Haritalar “Kuzey”i neden hep yukarıda gösterir?

Haritaların geçmişten günümüze kuzeyi hep yukarıda göstermesinin ardında, dünyayı nasıl algıladığımızın hikâyesi, biraz tarih, biraz astrofizik ve psikoloji yatıyor. Geçmişten günümüze birçok haritacı, haritalarını düzenlerken yaşadıkları coğrafyanın ve kültürlerinin izlerini haritalarına eklemiştir. Çoğu insan kuzeyi “yukarı” güneyi “aşağı” olarak algılıyor.  Psikolog Brian Meier, “iyi=yukarı” algısının insanların haritada farklı bölgelere atfettiği değeri etkilediğine dikkat çekiyor. Yani iyiler yukarıda (kuzey), kötüler aşağıdadır (güney). Haritaların tarihine baktığımız zaman insanların kendilerinden “daha düşük” ülkelere daha az önem verdiklerini düşünmek çok da zor değil.

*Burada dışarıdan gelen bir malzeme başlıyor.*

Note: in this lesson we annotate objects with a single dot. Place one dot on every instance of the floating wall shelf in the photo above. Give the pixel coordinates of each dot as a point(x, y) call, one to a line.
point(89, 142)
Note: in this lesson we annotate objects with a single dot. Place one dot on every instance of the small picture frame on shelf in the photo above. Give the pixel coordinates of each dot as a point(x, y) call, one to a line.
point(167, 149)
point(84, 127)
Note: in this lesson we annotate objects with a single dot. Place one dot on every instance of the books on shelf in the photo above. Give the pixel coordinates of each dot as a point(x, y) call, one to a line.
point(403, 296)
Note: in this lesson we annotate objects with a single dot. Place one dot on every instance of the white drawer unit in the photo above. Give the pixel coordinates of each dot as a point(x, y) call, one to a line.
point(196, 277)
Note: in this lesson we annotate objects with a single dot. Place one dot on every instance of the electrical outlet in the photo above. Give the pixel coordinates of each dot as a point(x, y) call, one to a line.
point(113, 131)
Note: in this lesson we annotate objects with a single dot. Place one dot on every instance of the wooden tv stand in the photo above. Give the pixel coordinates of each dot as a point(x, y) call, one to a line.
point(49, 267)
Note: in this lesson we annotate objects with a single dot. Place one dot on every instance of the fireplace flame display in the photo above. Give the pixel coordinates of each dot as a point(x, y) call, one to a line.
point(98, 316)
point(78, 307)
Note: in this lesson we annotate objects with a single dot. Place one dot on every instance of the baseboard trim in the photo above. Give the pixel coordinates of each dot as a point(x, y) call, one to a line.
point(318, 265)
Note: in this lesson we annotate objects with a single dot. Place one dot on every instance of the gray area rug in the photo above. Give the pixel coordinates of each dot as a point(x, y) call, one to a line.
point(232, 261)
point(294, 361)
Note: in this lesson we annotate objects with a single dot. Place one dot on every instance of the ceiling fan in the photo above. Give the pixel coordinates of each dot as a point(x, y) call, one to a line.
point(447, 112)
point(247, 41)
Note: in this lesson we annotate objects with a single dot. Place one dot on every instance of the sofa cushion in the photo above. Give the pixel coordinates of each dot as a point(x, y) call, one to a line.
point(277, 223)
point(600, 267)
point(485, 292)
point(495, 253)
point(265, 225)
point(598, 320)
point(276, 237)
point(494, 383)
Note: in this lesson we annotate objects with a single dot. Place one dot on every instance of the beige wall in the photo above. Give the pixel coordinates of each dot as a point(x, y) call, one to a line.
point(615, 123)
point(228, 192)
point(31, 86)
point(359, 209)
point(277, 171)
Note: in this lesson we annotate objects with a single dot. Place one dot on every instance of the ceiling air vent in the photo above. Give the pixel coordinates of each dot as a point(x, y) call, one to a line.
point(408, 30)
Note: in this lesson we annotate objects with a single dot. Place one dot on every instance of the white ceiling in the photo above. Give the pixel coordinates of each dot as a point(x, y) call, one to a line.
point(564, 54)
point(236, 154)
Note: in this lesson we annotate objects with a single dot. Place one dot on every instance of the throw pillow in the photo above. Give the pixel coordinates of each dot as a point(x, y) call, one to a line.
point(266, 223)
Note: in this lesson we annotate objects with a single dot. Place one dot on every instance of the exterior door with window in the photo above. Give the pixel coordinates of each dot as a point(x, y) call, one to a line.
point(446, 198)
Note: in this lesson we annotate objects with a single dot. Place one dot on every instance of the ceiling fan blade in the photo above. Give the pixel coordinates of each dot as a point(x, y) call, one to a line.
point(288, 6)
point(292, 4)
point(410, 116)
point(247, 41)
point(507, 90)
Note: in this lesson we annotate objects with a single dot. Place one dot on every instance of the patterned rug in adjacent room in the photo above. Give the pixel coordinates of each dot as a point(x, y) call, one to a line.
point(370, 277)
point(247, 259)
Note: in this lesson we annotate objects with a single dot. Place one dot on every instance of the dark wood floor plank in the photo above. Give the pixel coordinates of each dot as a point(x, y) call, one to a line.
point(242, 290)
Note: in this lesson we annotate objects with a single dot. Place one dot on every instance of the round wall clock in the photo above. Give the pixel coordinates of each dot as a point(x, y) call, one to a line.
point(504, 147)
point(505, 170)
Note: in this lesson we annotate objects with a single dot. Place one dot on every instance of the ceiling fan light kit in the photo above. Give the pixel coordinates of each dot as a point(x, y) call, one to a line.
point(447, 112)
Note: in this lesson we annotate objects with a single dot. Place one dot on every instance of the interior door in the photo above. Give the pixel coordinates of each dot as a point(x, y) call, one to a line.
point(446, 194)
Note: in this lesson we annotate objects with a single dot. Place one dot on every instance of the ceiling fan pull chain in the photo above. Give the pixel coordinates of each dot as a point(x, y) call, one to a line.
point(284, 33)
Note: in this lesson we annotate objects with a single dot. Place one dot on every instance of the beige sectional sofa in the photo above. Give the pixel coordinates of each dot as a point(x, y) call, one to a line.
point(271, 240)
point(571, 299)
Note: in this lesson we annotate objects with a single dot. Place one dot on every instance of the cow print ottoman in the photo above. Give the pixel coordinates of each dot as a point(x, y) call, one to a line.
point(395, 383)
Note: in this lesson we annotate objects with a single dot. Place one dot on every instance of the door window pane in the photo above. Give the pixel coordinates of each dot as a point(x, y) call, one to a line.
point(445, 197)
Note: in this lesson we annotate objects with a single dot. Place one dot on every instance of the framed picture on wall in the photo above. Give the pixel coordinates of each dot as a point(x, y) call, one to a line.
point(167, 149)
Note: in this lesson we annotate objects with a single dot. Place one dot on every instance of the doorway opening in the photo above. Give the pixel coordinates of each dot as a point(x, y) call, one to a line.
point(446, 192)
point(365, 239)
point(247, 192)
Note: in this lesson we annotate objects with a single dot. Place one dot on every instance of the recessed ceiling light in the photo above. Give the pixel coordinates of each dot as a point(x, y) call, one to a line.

Modern zaman haritalarının iki boyutlu tasvirlerinde “kuzey” her zaman haritanın yukarısında yer alır. Haritaların ilk keşfedildiği çağlarda şimdi olduğu gibi kuzey her zaman yukarıda değildi. Kuzeyin genel olarak bir haritanın tepesine yerleştirilmesine katkıda bulunan en büyük faktörler arasında pusulanın icadı ve manyetik kuzeyin buluşu gelebilir. 

Avrupa’da 1200-1500’lerde pusulanın keşfi ve kullanımı, en üstte kuzey olan birçok modern zaman haritasını büyük ölçüde etkiledi. Kuzeyin genel olarak bir haritanın tepesine yerleştirilmesine katkıda bulunan en büyük faktörler olarak gösterilen bu buluşlar dışında, başta Avrupa’da olmak üzere toplumların benmerkezciliği yer alır.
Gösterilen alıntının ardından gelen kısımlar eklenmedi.